Methods: The genetics of PMS is investigated with tools that can identify a wide spectrum of mutations, from single-nucleotide variants to copy number variants. We also characterize, molecularly and phenotypically, cell models for PMS, including neural progenitor cells (NPCs) differentiated from iPSC cells isolated from patients with PMS and control individuals, and control NPCs silenced for SHANK3. We use various mouse and rat lines as models to study the changes in gene expression, cell and circuit physiology and behaviors due to Shank3 reduction or loss. All these models are also used for drug testing. We carry out deep phenotyping of patients and have begun both a multi-site study of PMS, and a longitudinal study in PMS.

Results: The integration of genetic and clinical findings is extending the mutational landscape for PMS and is revealing genotype-phenotype relationships in PMS. Three iPSC-derived NPCs lines have been derived from PMS patients and respective controls, and we expect a total of 12 to be completed by the end of next year.
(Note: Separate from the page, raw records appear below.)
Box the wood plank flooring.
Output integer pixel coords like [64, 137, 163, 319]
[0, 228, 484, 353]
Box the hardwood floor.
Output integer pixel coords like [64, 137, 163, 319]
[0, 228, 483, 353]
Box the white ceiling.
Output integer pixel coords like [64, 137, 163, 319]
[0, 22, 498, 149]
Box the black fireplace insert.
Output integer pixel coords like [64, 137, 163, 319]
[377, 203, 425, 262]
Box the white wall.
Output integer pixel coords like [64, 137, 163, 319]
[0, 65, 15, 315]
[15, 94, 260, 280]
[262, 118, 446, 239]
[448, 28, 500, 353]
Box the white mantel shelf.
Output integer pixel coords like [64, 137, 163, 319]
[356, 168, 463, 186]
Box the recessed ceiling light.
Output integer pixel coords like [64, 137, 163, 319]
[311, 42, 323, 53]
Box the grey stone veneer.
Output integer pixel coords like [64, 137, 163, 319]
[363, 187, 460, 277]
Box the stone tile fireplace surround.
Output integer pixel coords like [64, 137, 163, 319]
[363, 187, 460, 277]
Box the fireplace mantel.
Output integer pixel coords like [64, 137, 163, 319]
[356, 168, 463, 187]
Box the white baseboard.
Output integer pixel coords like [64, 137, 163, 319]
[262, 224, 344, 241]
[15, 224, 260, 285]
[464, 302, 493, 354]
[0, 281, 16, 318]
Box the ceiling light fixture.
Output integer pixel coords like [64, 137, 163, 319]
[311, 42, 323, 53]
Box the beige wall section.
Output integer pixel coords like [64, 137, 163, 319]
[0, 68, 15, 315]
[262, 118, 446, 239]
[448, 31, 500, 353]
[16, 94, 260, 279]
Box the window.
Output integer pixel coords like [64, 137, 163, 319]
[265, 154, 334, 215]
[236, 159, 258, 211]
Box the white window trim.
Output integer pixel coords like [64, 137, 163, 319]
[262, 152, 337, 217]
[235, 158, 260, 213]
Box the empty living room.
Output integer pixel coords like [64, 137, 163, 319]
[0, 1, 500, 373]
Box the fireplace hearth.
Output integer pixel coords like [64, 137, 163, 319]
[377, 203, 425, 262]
These cells, as well as iPSC-derived NPCs silenced for SHANK3, will be subjected to deep characterization, including RNAseq and phenotyping of cellular readouts.  The generation and characterization of the Shank3 mouse and rat models demonstrated the deleterious effect of Shank3-deficiency on social behavior, synaptic plasticity, and seizures.  IGF-1 treatments in the Shank3-mouse model showed significant beneficial effects on motor performance and synaptic plasticity deficits and oxytocin treatment in the Shank3-rat model reversed the synaptic plasticity and the social behavior deficits. Pilot clinical trials of IGF-1 in PMS show safety and some preliminary evidence of efficacy. Larger trials are underway.

Conclusions: Our studies are uncovering the pathways and brain circuits altered in the PMS and are revealing the beneficial effects of IGF-1 and oxytocin in PMS models. We see preliminary evidence of efficacy of IGF-1 in patients with PMS.